After months of review, the federal government finalized the rules for accountable care organizations, set to begin formation in 2012.
The Accountable Care Organization initiative aims to shift the business of health care delivery from a fee-for-service model to one that pays hospitals and care providers based on quality of care, coordination of care and cost-effectiveness.
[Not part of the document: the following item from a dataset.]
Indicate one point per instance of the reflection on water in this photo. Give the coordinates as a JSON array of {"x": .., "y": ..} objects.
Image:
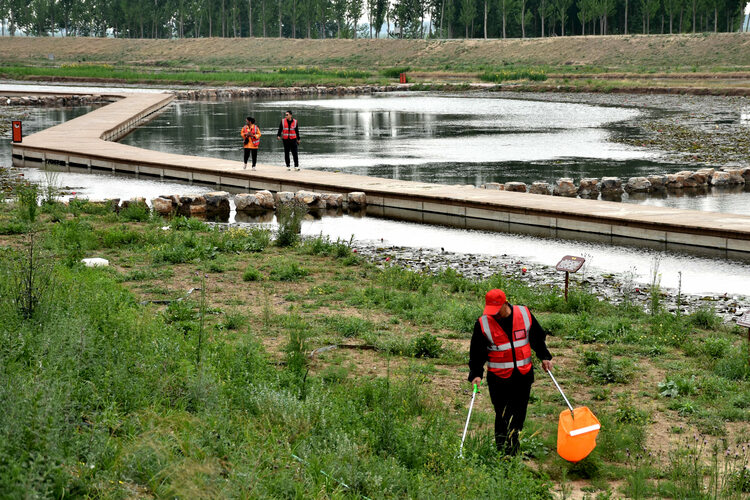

It’s slated to kick off on a voluntary basis next year.
Medicare officials reviewed more than 1,300 comments on the preliminary rules released in spring, and announced their decisions yesterday.
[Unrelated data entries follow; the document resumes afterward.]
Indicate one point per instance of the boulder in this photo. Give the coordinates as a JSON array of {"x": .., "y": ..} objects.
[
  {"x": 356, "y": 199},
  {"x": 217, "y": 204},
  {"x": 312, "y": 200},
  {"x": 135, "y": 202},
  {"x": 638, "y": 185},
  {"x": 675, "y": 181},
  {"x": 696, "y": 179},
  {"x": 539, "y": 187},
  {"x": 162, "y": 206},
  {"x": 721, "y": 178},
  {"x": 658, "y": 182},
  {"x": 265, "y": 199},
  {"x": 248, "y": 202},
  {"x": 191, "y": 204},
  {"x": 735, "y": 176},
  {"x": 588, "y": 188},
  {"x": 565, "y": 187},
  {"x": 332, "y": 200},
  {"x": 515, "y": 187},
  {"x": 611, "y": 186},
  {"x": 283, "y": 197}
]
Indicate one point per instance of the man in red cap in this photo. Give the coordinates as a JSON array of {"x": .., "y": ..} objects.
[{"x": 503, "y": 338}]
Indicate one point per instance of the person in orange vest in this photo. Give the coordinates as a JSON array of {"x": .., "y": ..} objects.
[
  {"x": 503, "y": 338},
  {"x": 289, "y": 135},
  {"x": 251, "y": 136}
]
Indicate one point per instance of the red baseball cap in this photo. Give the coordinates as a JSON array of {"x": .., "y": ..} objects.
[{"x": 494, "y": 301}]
Through ACOs, care providers can continue to participate in Medicare reimbursements, but may also win rewards for saving money for the program by working together to cut down on duplicate tests and medical errors.
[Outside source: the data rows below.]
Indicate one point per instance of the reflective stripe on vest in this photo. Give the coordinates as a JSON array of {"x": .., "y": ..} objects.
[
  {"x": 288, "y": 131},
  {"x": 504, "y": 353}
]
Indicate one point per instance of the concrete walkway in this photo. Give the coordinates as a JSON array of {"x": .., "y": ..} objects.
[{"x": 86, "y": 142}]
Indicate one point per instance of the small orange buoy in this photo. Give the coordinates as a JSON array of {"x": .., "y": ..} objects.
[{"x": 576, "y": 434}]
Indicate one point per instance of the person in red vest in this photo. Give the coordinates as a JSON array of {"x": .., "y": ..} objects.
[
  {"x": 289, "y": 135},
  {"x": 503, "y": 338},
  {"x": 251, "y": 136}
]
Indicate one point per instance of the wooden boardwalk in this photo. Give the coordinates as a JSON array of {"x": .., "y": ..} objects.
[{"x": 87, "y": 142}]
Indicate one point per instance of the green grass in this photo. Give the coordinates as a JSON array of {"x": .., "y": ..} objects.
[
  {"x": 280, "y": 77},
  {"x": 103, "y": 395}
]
The program has been praised by industry, with some words of warning.
In an opinion piece published on the Health Affairs blog earlier this year, AdvaMed president and CEO Stephen Ubl wrote that the ACO program "is the right treatment to fix the ills of our nation’s health system," but cautioned that it runs a "real danger of stinting on care" for Medicare patients.
Ubl added that the program needs "protections to ensure appropriate care for individual patients," namely an independent oversight board to prevent "arbitrary ‘stinting’" from rationing care for individual patients.
The final ACO rules include improvements suggested by comments collected during the last few months, Medicare chief Donald Berwick said in a press release.
Changes from the original concept include extending participation to rural health clinics and organizations where specialists provide primary care, as well as providing a flexible starting date in 2012.